Integrated Kindergarten in Baiyun, Amina Magasaga arrives for lessons. The five-year-old, who has a Chinese mother and Malian father, loves Hello Kitty, speaks perfect Putonghua and is fluent in English. Amina is not unusual at Huiling: her class of 30 includes Uygur Muslims, Chinese, children of African migrants and two other Afro-Chinese students. Her teacher, Miss Ariel, herself a migrant from Harbin, says there have never been any Lou Jing-esque racist incidents at the kindergarten; these children have a new, multi-ethnic concept of being Chinese. But while integration at kindergarten level seems successful, the challenges facing Amina’s parents means this little girl’s future may not be in China.

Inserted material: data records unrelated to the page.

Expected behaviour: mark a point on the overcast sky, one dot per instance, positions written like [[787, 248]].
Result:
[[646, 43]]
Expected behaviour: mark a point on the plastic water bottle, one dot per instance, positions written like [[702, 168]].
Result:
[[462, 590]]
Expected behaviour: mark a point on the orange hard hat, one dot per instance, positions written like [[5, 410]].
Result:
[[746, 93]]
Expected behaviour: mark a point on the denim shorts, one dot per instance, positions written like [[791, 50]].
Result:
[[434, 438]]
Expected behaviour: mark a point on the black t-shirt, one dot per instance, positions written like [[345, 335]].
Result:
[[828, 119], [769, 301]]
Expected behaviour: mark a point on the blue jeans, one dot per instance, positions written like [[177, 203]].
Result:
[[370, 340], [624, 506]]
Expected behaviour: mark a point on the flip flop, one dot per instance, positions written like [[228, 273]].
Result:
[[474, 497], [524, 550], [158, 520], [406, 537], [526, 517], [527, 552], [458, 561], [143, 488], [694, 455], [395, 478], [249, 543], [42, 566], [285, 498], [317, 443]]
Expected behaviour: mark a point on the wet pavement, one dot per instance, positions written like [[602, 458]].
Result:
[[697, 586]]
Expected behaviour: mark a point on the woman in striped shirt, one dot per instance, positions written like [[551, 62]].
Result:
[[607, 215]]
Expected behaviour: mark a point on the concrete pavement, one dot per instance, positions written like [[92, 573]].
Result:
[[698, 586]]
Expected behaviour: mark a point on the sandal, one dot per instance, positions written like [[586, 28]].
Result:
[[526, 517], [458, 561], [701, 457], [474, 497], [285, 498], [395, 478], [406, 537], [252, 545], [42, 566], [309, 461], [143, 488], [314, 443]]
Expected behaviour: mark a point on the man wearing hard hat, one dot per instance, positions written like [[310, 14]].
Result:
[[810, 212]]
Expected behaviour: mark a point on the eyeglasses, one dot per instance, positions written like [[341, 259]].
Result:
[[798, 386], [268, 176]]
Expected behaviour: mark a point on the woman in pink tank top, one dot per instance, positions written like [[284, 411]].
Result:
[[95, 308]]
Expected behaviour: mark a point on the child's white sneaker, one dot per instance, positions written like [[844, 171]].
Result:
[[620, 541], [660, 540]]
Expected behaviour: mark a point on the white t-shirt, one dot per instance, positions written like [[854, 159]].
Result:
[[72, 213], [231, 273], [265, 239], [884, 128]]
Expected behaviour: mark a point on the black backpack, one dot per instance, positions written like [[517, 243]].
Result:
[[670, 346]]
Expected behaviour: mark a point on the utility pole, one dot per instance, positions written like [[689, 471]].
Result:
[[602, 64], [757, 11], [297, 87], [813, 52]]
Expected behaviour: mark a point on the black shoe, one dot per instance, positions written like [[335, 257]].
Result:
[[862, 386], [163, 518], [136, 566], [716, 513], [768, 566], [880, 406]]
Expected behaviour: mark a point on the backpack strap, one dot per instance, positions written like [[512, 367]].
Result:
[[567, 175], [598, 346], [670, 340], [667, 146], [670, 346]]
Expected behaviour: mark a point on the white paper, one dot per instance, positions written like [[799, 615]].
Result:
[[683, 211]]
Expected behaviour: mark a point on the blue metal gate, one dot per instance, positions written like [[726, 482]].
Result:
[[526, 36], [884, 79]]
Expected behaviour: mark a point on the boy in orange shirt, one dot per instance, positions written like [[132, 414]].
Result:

As labour costs in China rise – making goods more expensive to export – and hostility to foreigners intensifies, dinnertime debates over whether to relocate to Africa are on the rise. It’s a decision that many couples have already taken. Ariel reports that in 2009, there were 27 African children in the kindergarten – more than a third of the total student population. Today that proportion has shrunk to about a sixth. “Sadly, I’ve heard African men saying if the economy slows down, and business goes bad, they will have to leave, even if their families do not follow them,” says Castillo. “People without [options in China] are worried about the prospects of being forced to abandon their families.” Undeniably, most African fathers, once they become rich, want to return home. But intractable problems in their birth nations – the terror wrought by Boko Haram in Nigeria, al-Shabab in Kenya, recurring droughts in Burkina Faso – mean that, for many, Africa will still have to wait. What their wives do when that time comes is another matter.
Guangzhou’s Afro-Chinese children – a living legacy of an economic dream – are still maturing: few are more than 10 years old. But when Amina’s generation reaches adulthood, they, too, will have to decide, just like their fathers before them, where their land of opportunity lies.